Feisty oil heiress and theater star Aline Barnsdall would have been pleased to see the scene that unfolded on her lawn at Hollyhock House last Friday: throngs of people sprawled out on picnic blankets, sipping wine, catching up with friends, and watching the sun set over Los Angeles.
I know I was enjoying the revelries. When I received an email earlier this summer announcing the start of this year’s Friday Night Wine Tastings at Barnsdall Art Park, they had me at “wine tasting.” Imagine sitting with a glass of pinot in the shadow of Frank Lloyd Wright’s c. 1921 Hollyhock House, built for Barnsdall, who had bohemian tendencies and an affinity for supporting radical causes.
But throw in the opportunity to tour the iconic house, and I was sold. So last Friday, I drove to East Hollywood and hiked up the hill where Hollyhock House stands, overlooking the city.
Before we began sampling the libations, my friend and I lined up for our 7 p.m. tour. It was quite a treat to be touring the house that night: It has been closed to tour groups since July 20, save for tours given during the Friday Night Wine Tastings, on account of ongoing restoration work at the site. (It is scheduled to reopen to the public in September.)

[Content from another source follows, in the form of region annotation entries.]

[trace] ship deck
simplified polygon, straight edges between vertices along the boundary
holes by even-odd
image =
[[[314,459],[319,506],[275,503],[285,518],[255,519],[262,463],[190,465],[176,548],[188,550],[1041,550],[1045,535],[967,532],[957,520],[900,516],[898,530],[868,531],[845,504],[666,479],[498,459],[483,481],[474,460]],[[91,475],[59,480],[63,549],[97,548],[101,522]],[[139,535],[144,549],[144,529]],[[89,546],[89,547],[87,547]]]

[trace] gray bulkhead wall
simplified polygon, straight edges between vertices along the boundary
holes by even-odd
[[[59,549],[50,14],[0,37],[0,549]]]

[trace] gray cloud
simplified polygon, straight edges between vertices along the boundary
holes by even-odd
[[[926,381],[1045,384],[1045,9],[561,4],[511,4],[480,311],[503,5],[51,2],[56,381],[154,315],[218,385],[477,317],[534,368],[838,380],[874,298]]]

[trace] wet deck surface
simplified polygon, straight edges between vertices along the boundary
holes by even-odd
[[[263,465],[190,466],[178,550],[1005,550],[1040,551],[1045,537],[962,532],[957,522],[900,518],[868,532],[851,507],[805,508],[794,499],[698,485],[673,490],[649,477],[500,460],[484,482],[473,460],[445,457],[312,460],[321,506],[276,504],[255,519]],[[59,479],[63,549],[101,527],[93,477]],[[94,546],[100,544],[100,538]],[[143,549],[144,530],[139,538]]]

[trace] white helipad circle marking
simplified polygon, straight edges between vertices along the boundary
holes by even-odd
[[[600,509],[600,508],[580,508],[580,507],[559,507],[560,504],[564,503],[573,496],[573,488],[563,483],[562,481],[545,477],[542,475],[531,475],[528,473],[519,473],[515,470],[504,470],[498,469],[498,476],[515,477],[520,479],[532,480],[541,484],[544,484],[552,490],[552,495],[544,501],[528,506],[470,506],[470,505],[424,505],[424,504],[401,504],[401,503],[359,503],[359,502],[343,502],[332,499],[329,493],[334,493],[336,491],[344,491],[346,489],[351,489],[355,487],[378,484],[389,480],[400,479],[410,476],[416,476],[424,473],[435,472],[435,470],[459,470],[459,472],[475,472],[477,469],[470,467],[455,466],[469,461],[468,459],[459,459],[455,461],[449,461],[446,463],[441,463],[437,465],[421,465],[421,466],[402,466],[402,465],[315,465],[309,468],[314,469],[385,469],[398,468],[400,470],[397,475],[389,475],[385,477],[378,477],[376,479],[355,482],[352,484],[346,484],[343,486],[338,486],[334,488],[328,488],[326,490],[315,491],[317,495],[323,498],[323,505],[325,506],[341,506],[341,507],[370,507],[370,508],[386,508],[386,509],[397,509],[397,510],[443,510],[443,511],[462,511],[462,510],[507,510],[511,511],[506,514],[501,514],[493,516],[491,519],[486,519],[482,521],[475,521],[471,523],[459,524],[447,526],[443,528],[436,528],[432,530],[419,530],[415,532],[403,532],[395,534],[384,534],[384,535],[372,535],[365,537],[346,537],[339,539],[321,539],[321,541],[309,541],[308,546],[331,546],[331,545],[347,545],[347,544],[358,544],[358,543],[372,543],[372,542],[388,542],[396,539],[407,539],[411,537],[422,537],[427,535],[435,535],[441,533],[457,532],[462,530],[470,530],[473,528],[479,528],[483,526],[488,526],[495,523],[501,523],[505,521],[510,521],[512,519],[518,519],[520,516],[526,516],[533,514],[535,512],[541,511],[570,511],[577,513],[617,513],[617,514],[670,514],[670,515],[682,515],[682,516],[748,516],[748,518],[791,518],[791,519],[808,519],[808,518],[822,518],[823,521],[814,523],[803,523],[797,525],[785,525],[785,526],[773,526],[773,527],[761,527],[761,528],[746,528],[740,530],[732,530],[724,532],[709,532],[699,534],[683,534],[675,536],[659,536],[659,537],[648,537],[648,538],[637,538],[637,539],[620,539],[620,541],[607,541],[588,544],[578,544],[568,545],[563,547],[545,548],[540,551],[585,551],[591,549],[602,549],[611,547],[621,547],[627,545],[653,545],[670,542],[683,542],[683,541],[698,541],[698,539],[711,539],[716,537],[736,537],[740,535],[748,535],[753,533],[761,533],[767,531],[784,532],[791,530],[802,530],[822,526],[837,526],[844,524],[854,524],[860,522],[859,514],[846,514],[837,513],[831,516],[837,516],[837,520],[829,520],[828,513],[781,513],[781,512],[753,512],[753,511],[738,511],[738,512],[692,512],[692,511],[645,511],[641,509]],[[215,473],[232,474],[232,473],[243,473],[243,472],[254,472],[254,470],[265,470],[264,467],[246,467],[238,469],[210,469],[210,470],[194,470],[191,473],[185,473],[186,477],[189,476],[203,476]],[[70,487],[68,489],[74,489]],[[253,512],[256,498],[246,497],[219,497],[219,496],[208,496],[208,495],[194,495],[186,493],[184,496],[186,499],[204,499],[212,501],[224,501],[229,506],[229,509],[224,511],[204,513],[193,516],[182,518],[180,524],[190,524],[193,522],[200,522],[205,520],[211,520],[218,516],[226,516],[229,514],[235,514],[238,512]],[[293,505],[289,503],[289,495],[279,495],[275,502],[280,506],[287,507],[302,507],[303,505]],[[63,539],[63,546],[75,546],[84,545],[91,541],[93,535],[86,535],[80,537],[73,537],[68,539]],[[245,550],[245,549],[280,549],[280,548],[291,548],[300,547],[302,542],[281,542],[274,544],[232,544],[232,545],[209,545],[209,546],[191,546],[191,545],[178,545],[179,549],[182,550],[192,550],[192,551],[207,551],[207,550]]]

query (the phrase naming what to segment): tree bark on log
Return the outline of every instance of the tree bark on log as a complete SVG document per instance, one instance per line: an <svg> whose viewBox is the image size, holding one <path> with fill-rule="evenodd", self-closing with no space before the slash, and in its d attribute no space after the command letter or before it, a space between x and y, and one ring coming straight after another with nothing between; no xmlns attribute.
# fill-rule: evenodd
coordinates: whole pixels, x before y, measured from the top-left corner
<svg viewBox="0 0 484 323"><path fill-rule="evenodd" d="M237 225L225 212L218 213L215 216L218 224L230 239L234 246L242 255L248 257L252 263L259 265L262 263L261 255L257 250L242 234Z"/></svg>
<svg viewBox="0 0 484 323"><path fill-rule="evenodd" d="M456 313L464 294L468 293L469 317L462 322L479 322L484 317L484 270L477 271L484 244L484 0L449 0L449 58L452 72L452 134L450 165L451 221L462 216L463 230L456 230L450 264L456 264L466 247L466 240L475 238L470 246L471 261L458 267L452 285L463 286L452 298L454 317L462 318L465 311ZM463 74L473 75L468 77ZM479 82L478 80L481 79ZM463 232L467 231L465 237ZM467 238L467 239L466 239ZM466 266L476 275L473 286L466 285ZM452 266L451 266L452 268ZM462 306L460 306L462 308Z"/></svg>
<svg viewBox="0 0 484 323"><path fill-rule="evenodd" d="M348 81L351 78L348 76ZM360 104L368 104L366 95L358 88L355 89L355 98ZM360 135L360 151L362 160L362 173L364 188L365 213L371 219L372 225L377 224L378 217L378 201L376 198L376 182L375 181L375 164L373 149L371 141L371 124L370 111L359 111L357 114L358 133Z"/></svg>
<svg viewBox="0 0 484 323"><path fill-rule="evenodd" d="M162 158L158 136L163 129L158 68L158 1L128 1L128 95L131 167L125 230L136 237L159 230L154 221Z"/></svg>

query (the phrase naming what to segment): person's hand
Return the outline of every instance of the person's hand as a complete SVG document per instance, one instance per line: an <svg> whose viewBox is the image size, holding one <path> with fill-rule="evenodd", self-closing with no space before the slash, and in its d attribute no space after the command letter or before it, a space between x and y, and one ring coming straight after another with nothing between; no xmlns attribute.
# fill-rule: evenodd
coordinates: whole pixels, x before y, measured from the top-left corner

We were led through a side door and into a small room where we were instructed to put protective booties over our shoes to spare the flawless hardwood floors. Thanks to Wright’s open floor plan, I was able to survey a good portion of the house while waiting for the tour to begin. Sheets of plastic covering the various construction zones blocked some views, but the visible parts were breathtaking. I was excited to begin exploring.

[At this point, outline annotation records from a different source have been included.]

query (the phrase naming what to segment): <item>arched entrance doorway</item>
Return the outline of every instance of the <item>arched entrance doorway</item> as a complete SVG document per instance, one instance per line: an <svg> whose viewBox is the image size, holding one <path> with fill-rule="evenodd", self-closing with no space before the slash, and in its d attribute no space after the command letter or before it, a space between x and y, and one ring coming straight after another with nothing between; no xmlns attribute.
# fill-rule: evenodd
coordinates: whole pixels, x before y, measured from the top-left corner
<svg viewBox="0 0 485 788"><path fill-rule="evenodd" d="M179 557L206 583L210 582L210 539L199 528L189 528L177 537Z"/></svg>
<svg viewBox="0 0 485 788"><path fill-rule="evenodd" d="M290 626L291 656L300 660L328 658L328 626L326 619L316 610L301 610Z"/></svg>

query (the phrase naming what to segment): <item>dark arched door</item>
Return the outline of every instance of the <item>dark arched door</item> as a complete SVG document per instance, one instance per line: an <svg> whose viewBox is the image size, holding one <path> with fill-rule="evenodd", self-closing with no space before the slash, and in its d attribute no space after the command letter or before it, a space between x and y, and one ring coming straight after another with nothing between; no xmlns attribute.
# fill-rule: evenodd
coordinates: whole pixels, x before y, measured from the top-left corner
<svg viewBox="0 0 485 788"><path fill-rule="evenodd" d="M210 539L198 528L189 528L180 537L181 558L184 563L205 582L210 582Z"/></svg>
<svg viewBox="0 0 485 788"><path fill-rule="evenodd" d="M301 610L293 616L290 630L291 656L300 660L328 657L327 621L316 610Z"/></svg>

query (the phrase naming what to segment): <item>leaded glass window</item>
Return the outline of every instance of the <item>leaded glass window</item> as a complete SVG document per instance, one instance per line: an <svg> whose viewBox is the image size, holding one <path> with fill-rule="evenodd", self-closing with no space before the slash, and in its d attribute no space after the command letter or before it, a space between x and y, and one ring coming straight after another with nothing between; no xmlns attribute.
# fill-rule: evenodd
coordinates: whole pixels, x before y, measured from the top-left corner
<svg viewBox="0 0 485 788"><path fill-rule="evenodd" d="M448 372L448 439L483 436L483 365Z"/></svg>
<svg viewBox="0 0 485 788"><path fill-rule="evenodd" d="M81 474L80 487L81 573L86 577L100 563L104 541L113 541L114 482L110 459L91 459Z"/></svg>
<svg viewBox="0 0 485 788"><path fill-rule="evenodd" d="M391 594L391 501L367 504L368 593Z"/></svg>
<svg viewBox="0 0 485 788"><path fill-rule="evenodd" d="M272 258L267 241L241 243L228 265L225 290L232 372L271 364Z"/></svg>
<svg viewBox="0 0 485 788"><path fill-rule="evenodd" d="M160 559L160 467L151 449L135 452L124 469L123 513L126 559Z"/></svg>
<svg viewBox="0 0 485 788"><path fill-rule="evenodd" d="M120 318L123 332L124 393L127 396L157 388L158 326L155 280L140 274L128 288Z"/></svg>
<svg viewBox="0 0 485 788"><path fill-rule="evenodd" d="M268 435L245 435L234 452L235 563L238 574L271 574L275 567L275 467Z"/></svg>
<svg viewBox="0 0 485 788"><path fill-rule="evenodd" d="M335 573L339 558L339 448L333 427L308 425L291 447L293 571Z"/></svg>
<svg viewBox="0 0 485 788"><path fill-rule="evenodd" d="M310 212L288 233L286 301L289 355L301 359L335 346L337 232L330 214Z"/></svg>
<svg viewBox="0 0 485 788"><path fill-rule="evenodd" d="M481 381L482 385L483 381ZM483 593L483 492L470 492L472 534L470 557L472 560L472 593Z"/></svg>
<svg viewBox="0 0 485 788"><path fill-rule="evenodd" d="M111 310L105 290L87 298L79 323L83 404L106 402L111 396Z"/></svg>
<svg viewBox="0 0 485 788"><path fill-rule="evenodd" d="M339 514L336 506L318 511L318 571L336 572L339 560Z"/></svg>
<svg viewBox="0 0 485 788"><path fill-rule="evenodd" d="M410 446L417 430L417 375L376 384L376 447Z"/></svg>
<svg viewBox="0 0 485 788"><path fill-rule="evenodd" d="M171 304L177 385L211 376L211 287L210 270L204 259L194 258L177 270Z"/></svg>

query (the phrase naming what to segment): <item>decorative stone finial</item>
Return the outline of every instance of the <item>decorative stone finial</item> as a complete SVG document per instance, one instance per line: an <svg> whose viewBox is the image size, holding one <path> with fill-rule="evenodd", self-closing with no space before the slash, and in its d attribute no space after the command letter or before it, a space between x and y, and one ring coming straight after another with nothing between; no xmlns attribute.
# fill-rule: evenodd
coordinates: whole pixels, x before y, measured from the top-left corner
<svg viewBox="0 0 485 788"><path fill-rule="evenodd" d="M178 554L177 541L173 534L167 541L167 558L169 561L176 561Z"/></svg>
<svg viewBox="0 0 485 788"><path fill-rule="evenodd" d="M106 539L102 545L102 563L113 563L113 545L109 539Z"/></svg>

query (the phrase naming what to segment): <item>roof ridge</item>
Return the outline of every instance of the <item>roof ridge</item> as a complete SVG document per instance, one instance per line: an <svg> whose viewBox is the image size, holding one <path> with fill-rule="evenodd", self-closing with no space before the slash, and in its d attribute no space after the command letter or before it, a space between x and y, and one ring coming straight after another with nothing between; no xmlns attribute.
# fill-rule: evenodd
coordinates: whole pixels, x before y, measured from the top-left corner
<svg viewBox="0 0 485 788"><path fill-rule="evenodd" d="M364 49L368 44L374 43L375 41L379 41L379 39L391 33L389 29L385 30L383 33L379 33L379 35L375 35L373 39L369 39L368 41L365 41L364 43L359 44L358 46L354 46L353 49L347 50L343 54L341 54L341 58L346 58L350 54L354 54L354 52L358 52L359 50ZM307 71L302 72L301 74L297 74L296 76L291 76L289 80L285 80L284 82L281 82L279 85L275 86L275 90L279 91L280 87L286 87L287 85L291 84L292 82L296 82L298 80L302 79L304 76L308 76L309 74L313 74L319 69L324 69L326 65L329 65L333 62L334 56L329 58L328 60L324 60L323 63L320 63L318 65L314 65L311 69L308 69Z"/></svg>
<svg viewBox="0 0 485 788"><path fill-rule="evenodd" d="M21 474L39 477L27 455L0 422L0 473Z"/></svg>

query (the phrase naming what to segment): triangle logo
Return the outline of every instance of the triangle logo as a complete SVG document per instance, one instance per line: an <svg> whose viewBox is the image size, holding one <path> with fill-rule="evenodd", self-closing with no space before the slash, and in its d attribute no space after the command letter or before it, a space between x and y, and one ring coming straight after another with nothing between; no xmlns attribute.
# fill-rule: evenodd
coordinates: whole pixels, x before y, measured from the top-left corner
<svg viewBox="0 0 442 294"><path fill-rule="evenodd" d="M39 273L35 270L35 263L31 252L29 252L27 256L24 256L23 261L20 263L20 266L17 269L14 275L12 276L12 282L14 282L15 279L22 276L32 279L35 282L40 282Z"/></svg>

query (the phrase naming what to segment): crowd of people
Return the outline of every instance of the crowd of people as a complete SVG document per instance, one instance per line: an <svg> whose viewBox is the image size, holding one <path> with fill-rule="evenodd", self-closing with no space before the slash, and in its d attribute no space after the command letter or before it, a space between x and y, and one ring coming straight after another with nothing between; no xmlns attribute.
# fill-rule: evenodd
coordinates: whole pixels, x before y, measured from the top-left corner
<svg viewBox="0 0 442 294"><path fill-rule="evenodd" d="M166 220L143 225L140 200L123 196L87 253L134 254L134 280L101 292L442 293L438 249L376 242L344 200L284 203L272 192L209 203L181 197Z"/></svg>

Our docent gave us a thorough history of the property, which I’ll recap here:
- Barnsdall wanted to build a house for her and her daughter on her 36-acre plot in Los Angeles along with an arts colony, complete with two secondary residences, a theater, artist studios, and a movie house.
- She brought Wright to the city to execute her vision.

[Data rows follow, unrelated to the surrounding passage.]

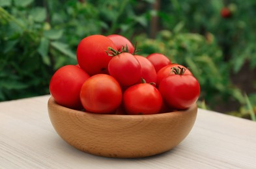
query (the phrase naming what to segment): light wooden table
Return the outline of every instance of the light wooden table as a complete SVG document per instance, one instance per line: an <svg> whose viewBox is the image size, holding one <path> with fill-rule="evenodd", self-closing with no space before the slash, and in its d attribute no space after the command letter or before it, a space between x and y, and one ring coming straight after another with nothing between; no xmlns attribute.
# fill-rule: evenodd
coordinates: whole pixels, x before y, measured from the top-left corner
<svg viewBox="0 0 256 169"><path fill-rule="evenodd" d="M111 159L64 142L50 121L49 98L0 103L0 168L256 168L256 122L199 109L191 133L171 151Z"/></svg>

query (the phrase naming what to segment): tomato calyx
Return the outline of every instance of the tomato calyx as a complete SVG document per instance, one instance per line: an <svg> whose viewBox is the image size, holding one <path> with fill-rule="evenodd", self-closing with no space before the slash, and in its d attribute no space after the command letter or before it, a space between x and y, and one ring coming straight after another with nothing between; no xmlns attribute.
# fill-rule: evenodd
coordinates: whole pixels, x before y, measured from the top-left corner
<svg viewBox="0 0 256 169"><path fill-rule="evenodd" d="M187 69L188 68L181 68L180 66L178 66L178 68L173 67L171 68L173 73L175 73L175 75L184 75L184 73L185 73Z"/></svg>
<svg viewBox="0 0 256 169"><path fill-rule="evenodd" d="M147 83L147 81L143 79L143 78L141 78L141 83ZM151 84L151 85L152 85L153 86L156 86L156 83L154 83L154 82L150 82L150 83L149 83L150 84Z"/></svg>
<svg viewBox="0 0 256 169"><path fill-rule="evenodd" d="M122 53L129 53L129 49L128 49L127 44L126 45L125 47L122 46L121 49L119 49L118 50L115 50L111 47L108 47L107 50L108 51L105 51L107 53L108 56L112 57L117 56ZM136 55L137 52L140 51L141 51L141 49L137 49L137 42L136 42L134 46L134 53L132 53L132 55Z"/></svg>
<svg viewBox="0 0 256 169"><path fill-rule="evenodd" d="M132 55L136 55L136 53L137 53L138 51L141 51L141 49L137 49L137 42L135 42L134 51L134 53L132 53Z"/></svg>
<svg viewBox="0 0 256 169"><path fill-rule="evenodd" d="M112 57L117 56L122 53L129 53L128 45L126 45L125 47L124 46L122 46L122 48L119 50L115 50L111 47L107 47L107 49L108 51L106 51L106 52L107 53L108 56Z"/></svg>

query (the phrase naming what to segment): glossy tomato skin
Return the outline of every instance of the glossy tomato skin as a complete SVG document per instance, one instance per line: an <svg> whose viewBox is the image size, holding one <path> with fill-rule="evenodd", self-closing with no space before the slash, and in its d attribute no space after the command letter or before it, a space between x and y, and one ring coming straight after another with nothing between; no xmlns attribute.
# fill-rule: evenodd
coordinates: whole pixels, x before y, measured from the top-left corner
<svg viewBox="0 0 256 169"><path fill-rule="evenodd" d="M112 40L105 36L94 34L83 38L76 51L80 67L90 75L108 73L107 65L111 59L106 52L108 47L117 49Z"/></svg>
<svg viewBox="0 0 256 169"><path fill-rule="evenodd" d="M168 64L167 66L164 66L162 69L160 69L156 75L156 79L157 79L156 86L159 86L159 84L160 84L160 82L162 81L162 79L164 79L164 78L167 77L167 76L169 76L170 75L174 74L174 73L171 70L171 68L173 67L178 68L178 66L180 67L180 68L186 68L185 66L178 64ZM193 75L192 73L188 69L186 70L184 74L184 75Z"/></svg>
<svg viewBox="0 0 256 169"><path fill-rule="evenodd" d="M80 90L89 77L83 70L76 66L64 66L51 77L50 92L58 104L74 109L82 109Z"/></svg>
<svg viewBox="0 0 256 169"><path fill-rule="evenodd" d="M115 77L122 87L137 83L141 77L141 66L137 59L129 53L122 53L112 58L108 64L109 75Z"/></svg>
<svg viewBox="0 0 256 169"><path fill-rule="evenodd" d="M158 90L167 106L177 110L192 106L200 94L199 83L189 75L171 75L162 81Z"/></svg>
<svg viewBox="0 0 256 169"><path fill-rule="evenodd" d="M113 113L120 106L122 95L121 86L114 77L97 74L83 83L80 99L87 111Z"/></svg>
<svg viewBox="0 0 256 169"><path fill-rule="evenodd" d="M128 114L152 114L160 112L163 99L156 88L149 83L141 83L125 90L122 101Z"/></svg>
<svg viewBox="0 0 256 169"><path fill-rule="evenodd" d="M134 46L132 45L131 42L126 37L115 34L108 35L107 36L107 37L113 41L113 42L115 44L115 46L117 47L117 50L121 51L123 46L124 47L126 47L126 45L127 45L128 47L129 53L134 53Z"/></svg>
<svg viewBox="0 0 256 169"><path fill-rule="evenodd" d="M156 72L153 64L147 58L140 55L134 55L141 66L141 77L147 83L156 83ZM141 83L139 81L139 83Z"/></svg>
<svg viewBox="0 0 256 169"><path fill-rule="evenodd" d="M156 73L164 66L171 63L171 60L166 56L158 53L148 55L147 58L154 65Z"/></svg>

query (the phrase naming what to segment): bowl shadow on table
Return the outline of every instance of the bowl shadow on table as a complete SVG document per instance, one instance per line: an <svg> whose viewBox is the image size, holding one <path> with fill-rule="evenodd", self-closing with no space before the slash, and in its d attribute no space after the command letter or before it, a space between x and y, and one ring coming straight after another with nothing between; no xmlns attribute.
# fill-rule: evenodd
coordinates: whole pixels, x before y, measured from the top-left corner
<svg viewBox="0 0 256 169"><path fill-rule="evenodd" d="M68 144L67 142L64 141L59 136L57 136L51 140L51 144L54 145L55 148L60 150L61 153L68 155L69 157L70 155L73 156L76 159L82 160L84 158L90 158L93 160L100 160L100 161L119 161L119 162L129 162L129 161L151 161L151 160L158 160L158 159L163 159L168 157L169 159L171 158L172 154L175 154L178 151L178 146L181 145L178 145L176 147L172 148L167 151L144 157L137 157L137 158L113 158L102 157L100 155L96 155L91 154L87 152L83 152L79 150L74 148L73 146ZM180 143L182 144L182 143Z"/></svg>

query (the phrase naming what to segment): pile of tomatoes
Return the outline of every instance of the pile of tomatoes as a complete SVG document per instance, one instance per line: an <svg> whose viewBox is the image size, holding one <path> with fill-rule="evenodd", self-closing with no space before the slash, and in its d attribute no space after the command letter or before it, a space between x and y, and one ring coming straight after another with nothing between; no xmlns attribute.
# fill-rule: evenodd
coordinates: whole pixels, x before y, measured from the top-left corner
<svg viewBox="0 0 256 169"><path fill-rule="evenodd" d="M77 48L78 65L53 74L50 91L64 107L99 114L152 114L189 108L200 86L190 70L165 55L137 55L119 34L84 38Z"/></svg>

- The house gets its name from Barnsdall’s favorite flower, the hollyhock. Recurring hollyhock designs are incorporated throughout, like those inlaid along the walls and running down the backs of the dining room chairs.
- Barnsdall and Wright shared a contentious relationship. Our docent told us that when the house was finally completed -- thousands of dollars over Wright’s initial estimates -- Barnsdall was none too fond of it.
- Shortly after it was completed, she donated the house and 11 acres of surrounding land to the city for use as a public art park.
(I encourage you to read a more thorough account of Barnsdall’s fascinating life and Hollyhock House’s history here.)
Walking around, I understood Barnsdall’s criticisms. Walking through Wright’s dramatic entryway doesn’t immediately make you feel cozy, and the careful symmetry of his design, right down to the particular placement of his custom-made couches, would, I’m sure, start to feel stuffy after awhile.
But since I wasn’t planning to unpack my bags there, I could easily imagine myself relaxing in front of the living room fireplace, and happily envision hosting a dinner party in the sunlit dining room, with my guests seated around Wright’s custom-made table and chairs (the ones in the house today are replicas).
Back outside, wine glass in hand, I studied the house’s exterior, with its solid Mayan influences, the large windows overlooking colorful gardens, and the hollyhock motif spanning the roofline.
It struck me that events like the Friday Night Wine Tastings, or the other programs Barnsdall Art Park hosts, like art shows, outdoor movie screenings, and a weekly farmers market, provide great excuses for people to come to a historic site they might not otherwise think of visiting.
I’m all for anything that makes people aware of the iconic architecture we have here in Los Angeles. And as Hollyhock House’s keepers continue to restore it, bringing it closer and closer to its original appearance, I hope more people take an afternoon to venture inside.